Résonnait en moi plusieurs sons de cloches mais l’un d’eux finissait par se démarquer, son timbre était pur comme le cristal, immaculé tel la neige. L’un des enseignements les plus précieux de Rana était qu’il n’y avait pas de véritable foi sans doute, pas de véritable courage sans peur. Les voies de la Déesse pouvaient se révéler impénétrables mais douter était le signe de la réflexion. Continuer à croire en Elle était donc une volonté personnelle qui puisait son origine en ma propre conviction. Je n’étais pas obligé de suivre cette voie, à aucun moment je ne fus véritablement forcé de partir pour Elysian… Tout cela découlait donc de mon moi le plus profond, ce n’était pas un simple concours de circonstance et Rana n’était peut-être pas derrière moi à chaque instant. D’Elle j’avais beaucoup appris mais je devais pouvoir vivre par mes propres moyens, voler seul comme l’oisillon qui un jour quitte son nid pour découvrir de nouveaux horizon…
Je savais que je continuerais à vivre selon Ses préceptes mais j’avais maintenant acquis cette certitude que c’étaient mes choix qui m’avaient conduit ici, mon destin m’appartenait et je n’étais pas le jouet de la volonté de Rana. Je me sentais à la fois libéré et plus serein. Ma foi en Elle s’en trouvait renforcée et j’étais alors envahi d’un sentiment de plénitude. Mon esprit n’était plus assailli par ces émotions nocives et je ne nourrissais plus le moindre sentiment d’animosité à l’encontre de Kalas.

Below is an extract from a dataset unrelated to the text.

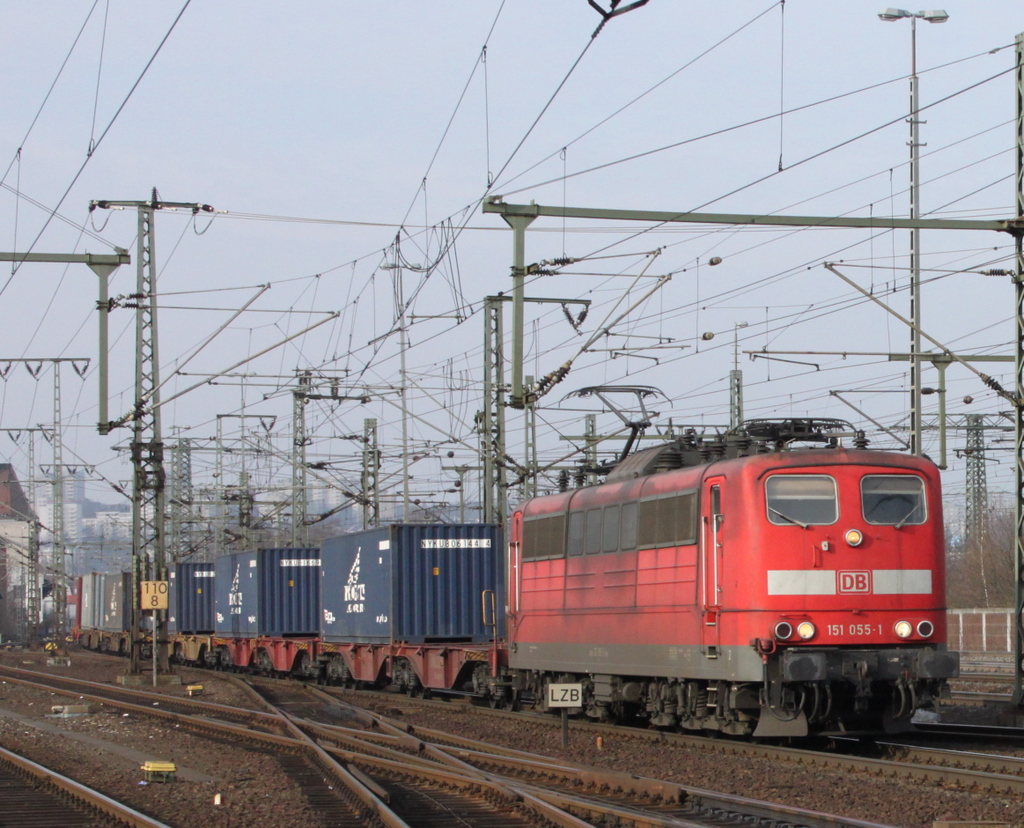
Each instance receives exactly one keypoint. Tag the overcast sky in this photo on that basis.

Je me rapprochai alors et le remerciais tandis que Méraxès questionnait notre guide sur la présence d’elfes dans les bois. Il semblait inquiet qu’ils n’aient quitter leur territoire et avant qu’elle ne réponde, je lui faisais également part d’une interrogation :
« Les bêtes que nous avons rencontré dans la forêt étaient maléfiques, anormales… L’atmosphère elle-même est malfaisante, néfaste… Je ne sais pas pour mes compagnons mais j’ai été pour ma part le jouet de pensées tout aussi sombre que les ramages de ce bois et je me demande si un sortilège n’aurait pas été lancé sur la forêt. Dans mon monde, un cas similaire s’est opéré suite à un conflit entre des elfes sylvains et des elfes noirs nommés Shaakts. Les Shaakts sont parvenus à corrompre une grande partie de la forêt de Khonfas qui est maintenant le théâtre d’horreurs sans noms… Comme les cervidés viciés que nous avons combattus. Car peut-être pourrions-nous trouver un quelconque indice sur le drainage, peut-être ces évènements sont-ils liés. »Il était presque certain pour moi que c’était le cas mais je préférais obtenir l’avis d’une résidente permanente de ces bois, elle serait plus en mesure de nous informer de ce qui se tramait ici.